# CS194-26: Image Manipulation and Computational Photography

## Project 6: Image Warping and Mosaicing

### Overview

In this project, multiple images will be warped and stitched together to create a panorama. First, the image will have to be taken where the position of the camera doesn't change in transition, but only in rotation. Then, homography matrix will be calculated using the corresponding points of the images and a warped image will be created. Then the images can be stitched together to create a panorama.

### Part 1.1: Shooting the Picture

Four photos were taken using a tripod and a camera. I had to make sure that the camera only moved in rotation and the camera was stationary. It was important that the camera didn't move in translational motion for a successful panorama.

From left to right, the images will be called img1, img2, img3, and img4.

### Part 1.2: Recover Homographies

In this part, the corresponding points were picked from the images and the homography matrix was calculated using least squares.
For example, in order to warp img1 from above to the img2, the following corresponding points were picked:

The corresponding points were picked from img2 in the same order.

Next, the homography matrix was calculated using the points. I picked 8 points in order to make the system overdetermined. The matrix equation below was used to calculate the matrix A of the least squares. The left most matrix is A, the second vector is x (which consists of the elements of the homography matrix), and the right most vector is b. from Ax = b, we can perform least squares to calculate x.

(source: https://math.stackexchange.com/questions/494238/how-to-compute-homography-matrix-h-from-corresponding-points-2d-2d-planar-homog/1289595#1289595)

After the homography matrix is calculated, the new warped points can be calculated by multiplying H with the points: Hp = p'.

(source: https://inst.eecs.berkeley.edu/~cs194-26/fa18/Lectures/mosaic.pdf)
Notice that a, b, ..., i are h1, h2, ... h9 from the above matrix.

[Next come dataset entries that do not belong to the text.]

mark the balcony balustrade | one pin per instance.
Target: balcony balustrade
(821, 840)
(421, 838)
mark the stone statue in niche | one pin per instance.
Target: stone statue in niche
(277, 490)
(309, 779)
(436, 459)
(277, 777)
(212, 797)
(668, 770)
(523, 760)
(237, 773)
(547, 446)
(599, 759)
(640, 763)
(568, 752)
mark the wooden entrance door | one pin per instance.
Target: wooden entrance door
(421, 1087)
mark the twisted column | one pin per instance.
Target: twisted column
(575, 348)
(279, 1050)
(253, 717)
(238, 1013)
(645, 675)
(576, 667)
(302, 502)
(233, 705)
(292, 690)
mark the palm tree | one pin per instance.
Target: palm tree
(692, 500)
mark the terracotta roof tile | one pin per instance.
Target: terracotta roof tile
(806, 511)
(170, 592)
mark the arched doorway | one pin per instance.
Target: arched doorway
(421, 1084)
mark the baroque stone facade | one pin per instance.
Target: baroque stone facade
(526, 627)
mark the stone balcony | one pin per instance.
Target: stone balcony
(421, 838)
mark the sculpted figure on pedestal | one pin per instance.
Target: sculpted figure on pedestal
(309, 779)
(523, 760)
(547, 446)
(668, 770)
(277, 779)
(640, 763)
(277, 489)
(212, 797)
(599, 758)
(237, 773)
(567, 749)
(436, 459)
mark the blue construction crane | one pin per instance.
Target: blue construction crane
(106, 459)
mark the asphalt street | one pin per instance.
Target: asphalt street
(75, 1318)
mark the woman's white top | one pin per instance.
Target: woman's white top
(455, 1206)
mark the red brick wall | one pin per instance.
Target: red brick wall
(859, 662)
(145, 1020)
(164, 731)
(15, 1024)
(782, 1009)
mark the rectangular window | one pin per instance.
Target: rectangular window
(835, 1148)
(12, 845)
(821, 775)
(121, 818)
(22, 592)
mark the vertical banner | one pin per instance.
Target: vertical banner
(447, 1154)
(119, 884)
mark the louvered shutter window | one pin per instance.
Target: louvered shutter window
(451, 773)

### Part 1.3: Warping the Image

Next, the image is warped using the homography matrix. If the image is warped using the homography matrix calculated about, the following will occur:

This happens because not all the pixel values will be filled on the new warped image. Therefore, an inverse homography should be done so that every single pixel in the warped image is filled.

Putting the original picture next to the warped image, you can see the difference between the two.

### Part 1.4: Image Rectification

In this part, the image is rectified so that the photo will look like it was taken from a different angle.

In order to rectify the image from above, I picked four points of the windows.

Then I mapped these four points to a rectangle with the corners at (800, 1000), (800, 1200), (1000, 1000), and (1000, 1200).
The rectified image looks like the following:

A cropped image looks better because if you notice the roof of the building, it looks weird.

Another example of the rectified image is shown at the bottom:

The bath house rectified image doesn't look super good because the angle that the photo was taken and the angle that I am trying to reconstruct is TOO different. I think the image above was much more successful.

#### Part 1.5: Blending the Images into a Mosaic

In this part, I blended the warped image with the other image.

[Mosaic 1: morphing img2 to img1]

[Mosaic 2: morphing img3 to img2]

[Mosaic 3: morphing img3 to img4]

To create a full panorama, Mosaic 1 and Mosaic 2 can be stitched together.

These images are created by using stitching and blending. As you can see from the bottom, without blending the image looks like the following:

You can see from the left side of the image that there is a very clear distinction from im3 and im4. Therefore, obtaining the maximum pixel value at the point and a weight (for example 0.9) is used to blend the two pixels together. The result is successful as you can see from Mosaic 3.

### What I've learned

In this project, I learned how to warp and rectify images. Warping and rectifying images uses the same concept and have similar procedure, but their purpose is different. By warping images, I was able to construct a panorama of multiple photos. By rectifying the picture, I was able to compute a photo from a different lightfield than the lightfield.
Overall, it was a cool project to understand direction of lightfields and how panorama works from my phone camera.